The leadership aspect of it may be one of the factors that helps Goff the most as he transitions to the NFL. The signal-caller cited his best abilities that he can bring to the team that drafts him.
“I think I’m going to improve a team the day I get there,” Goff said. “I can be a guy who can play right away. I can sit if I need to and learn. But, honestly, I’m excited for whatever team wants to draft me and I’m excited to make an impact right away.”
Goff has a real chance to be drafted No. 2 overall, and if that doesn’t happen it seems unlikely that he’ll make past No. 10. He certainly had the stats to merit the consideration -- completing 64.5 percent of his passes for 4,714 yards with 43 touchdowns in 2015 -- and his tape shows off his throwing ability and strong presence in the pocket.
“I think my accuracy is one of my best attributes. I think I’ve been pretty accurate my whole life,” Goff said. “And then I think something I want to work on is kind of tying my feet to my upper body a little bit and kind of staying a little bit more on balance when I’m throwing. I was able to get away with some stuff, I think, in the past of maybe falling off throws or just getting away with it because I was in college and I had enough arm talent to do it. But I don’t expect to be able to get away with that, really, much longer.”
Despite how well he’s played, Goff said he still felt like he had something to prove in front of the teams at the Combine.

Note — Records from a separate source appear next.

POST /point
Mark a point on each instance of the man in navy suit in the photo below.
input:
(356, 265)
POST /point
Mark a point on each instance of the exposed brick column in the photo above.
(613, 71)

That he did on Saturday, using precise footwork to launch his share of accurate passes to the receivers doing drills with him. While the vast majority of Goff’s snaps came from the shotgun at Cal, the quarterback said he thinks much of what he learned in college can still translate well to the next level.
“A lot of the drop back to pass stuff we did is included in the NFL -- third-down stuff, there’s a lot of shotgun nowadays,” Goff said. “There’s obviously going to be a transition that happens. But I think there’s a transition with every quarterback going from college to the NFL. So I’m excited for it, honestly. I think I did a lot of stuff in college that does translate well.”
In order to accelerate the adjustment process, Goff has been training in Southern California, working in particular on taking snaps from under center. It’s the work he’s putting in now that should help him eventually reach the status of a franchise quarterback -- a distinction Goff appears to want. But the journey to get there isn’t necessarily easy.
“I think just repetition every day, and just kind of getting that consistency,” Goff said. “That’s something that the great ones do, I think, is never get complacent, always try to get better. And you see the guys who are the best -- guys like Brady, and Rodgers, and Peyton -- they’re always working. They’re always trying to improve their game. I think that’s what can separate yourself and make you consistent.”
Given how far Goff has brought himself in just a few years, no one should be surprised when he soon reaches the top echelon of quarterbacks in the NFL.